Piano A e Piano B

Stamattina, mentre preparavo e avviavo la mia giornata con la radio accesa sintonizzata su una nota emittente ho sentito la speaker che introduceva il tema della mattina: parlava di piano A e piano B.
Mi spiego meglio: ha attirato la mia attenzione la storia di un taxista che guidando imitava le movenze di un batterista. Questa era la sua passione. Ma il taxi il suo lavoro. Infatti la musica difficilmente è vista come "lavoro". E difficilmente consente di guadagnarsi da vivere, per cui resta spesso un hobby, un secondo lavoro o un piano B.
Il piano B è spesso qualcosa che attira, piace di più ma non da sicurezza, non si ha modo o tempo di dedicarcisi pienamente e purtroppo resta un sogno irrealizzato, lì, nel cassetto. O anche fuori, a prender polvere e a ricordarci che è lì. A darci solo qualche assaggio di soddisfazione che però non ci basta.

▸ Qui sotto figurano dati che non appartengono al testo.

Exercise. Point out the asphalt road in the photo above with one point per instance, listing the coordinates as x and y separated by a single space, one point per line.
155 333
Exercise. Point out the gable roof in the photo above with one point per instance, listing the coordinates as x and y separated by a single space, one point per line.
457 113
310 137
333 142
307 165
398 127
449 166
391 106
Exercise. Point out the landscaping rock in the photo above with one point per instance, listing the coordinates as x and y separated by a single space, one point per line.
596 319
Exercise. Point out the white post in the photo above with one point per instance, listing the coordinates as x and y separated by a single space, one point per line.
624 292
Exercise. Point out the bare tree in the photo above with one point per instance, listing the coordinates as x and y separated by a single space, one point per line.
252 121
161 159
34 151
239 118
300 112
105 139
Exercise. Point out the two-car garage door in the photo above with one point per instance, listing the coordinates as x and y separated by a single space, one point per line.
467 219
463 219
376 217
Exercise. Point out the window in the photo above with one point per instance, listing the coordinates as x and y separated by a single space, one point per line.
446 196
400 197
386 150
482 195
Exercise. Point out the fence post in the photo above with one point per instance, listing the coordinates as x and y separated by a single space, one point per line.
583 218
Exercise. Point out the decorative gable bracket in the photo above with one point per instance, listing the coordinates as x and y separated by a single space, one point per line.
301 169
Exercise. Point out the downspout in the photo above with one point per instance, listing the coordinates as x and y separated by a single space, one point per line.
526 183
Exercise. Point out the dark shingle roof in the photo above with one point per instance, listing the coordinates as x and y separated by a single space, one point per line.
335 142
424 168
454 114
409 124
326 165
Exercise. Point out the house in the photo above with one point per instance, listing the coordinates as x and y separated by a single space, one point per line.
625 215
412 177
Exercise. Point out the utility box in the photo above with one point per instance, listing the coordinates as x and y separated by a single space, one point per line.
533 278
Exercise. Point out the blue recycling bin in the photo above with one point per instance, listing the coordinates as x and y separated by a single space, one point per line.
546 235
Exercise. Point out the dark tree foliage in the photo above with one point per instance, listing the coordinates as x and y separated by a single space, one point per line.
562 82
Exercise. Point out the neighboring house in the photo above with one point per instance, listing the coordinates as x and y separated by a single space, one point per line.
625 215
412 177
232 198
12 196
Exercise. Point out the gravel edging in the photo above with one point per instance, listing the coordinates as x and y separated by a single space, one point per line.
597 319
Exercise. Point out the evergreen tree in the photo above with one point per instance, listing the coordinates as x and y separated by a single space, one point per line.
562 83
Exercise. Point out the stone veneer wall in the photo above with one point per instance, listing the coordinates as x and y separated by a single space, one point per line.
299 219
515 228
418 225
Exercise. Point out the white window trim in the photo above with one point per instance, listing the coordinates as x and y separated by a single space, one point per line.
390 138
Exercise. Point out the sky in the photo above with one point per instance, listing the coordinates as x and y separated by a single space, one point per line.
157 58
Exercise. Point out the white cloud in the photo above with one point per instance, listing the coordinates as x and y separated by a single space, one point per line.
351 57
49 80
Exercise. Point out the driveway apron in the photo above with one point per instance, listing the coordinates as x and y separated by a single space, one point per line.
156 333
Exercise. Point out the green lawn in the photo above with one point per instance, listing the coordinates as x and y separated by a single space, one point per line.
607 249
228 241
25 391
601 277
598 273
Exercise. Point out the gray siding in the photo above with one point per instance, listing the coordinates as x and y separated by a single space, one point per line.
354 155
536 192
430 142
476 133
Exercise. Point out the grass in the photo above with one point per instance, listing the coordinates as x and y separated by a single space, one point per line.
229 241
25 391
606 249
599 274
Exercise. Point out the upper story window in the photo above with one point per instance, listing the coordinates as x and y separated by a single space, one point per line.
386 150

La conduttrice per prima ha ammesso che in molti le hanno consigliato all'inizio della sua carriera di lasciar perdere l'idea di fare la cronista musicale, ma lei non ha "mollato" e invita gli altri a non farlo. Infatti ora è in radio a parlare, fa ciò che le piace ed è il suo lavoro. A tal proposito invita gli ascoltatori a prender coraggio e raccontare la loro esperienza.
Spesso in effetti si ha la tendenza di coltivare con impegno e devozione un piano A percepito come più sicuro, più ben visto socialmente (amici e parenti soprattutto), più remunerativo e spesso più "dentro i binari" - spesso qualcosa che somiglia al tanto amato "posto fisso".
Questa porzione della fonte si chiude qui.